Of course, life feels a little lighter, and the roses smell a little sweeter, when it’s your birthday.
4 Comments
dlinhart posted on October 29, 2010 at 11:00 am
Happy birthday! I sure remember writing onto a journal, a worthy challenge it was… I’m on board with choosing to carry life lightly, as much as we can make that choice– in part to enjoy life more, but I guess for myself, it’s mostly to be more effective, to ward of discouragement, to fight the good fight as the saying goes!
B Greene posted on October 31, 2010 at 8:50 pm
good post Jeff
Tom C posted on November 10, 2010 at 4:49 pm
I liked this post and it is certainly applicable to far more than law school. It is a good philosophy to go through life with.
Alexandria posted on November 15, 2010 at 2:03 am
for me, the unbearable lightness of being is best described as a delicate balance between ambition and acceptance.
when Nietzsche asked how a person might respond, in her loneliest lonely, to the suggestion that her life may repeat over and over again, she is faced with two possibilities:
1. this is the first time i have lived, so i must do everything to make it the best, in the event it is to be repeated an infinite number of times.
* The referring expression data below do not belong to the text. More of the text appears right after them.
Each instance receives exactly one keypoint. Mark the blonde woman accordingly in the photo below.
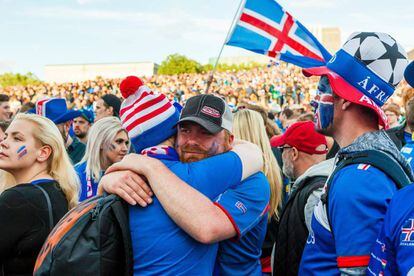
(249, 125)
(41, 186)
(107, 144)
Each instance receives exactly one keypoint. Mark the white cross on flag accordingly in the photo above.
(265, 28)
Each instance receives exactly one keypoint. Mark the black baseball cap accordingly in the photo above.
(208, 111)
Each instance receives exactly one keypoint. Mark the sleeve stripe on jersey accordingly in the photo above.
(230, 218)
(352, 261)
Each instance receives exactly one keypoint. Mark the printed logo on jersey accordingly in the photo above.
(311, 238)
(239, 205)
(363, 167)
(406, 150)
(407, 233)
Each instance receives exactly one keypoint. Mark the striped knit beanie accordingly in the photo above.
(149, 118)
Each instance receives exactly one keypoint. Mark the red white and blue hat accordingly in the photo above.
(409, 74)
(366, 70)
(148, 117)
(56, 110)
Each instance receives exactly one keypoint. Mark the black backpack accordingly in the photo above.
(91, 239)
(377, 159)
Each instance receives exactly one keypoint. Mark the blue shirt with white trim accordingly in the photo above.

2. this is the millionth time i have lived, and these events are pre-determined.
the best part of the book is that it does not make you decide being a free will advocate or a determinist. in the end, it leaves you both very hopeful and curiously comfortable. in law school, you have to vie for the roses and accept the thorn pricks.
who knows. maybe we’ve all been law students a million times before, and the course of events are not in our control. so light! [the song has been written.] or, maybe we are really doing this for the first time – a heavy burden! [we’re writing the music on a sheet of blank bars.]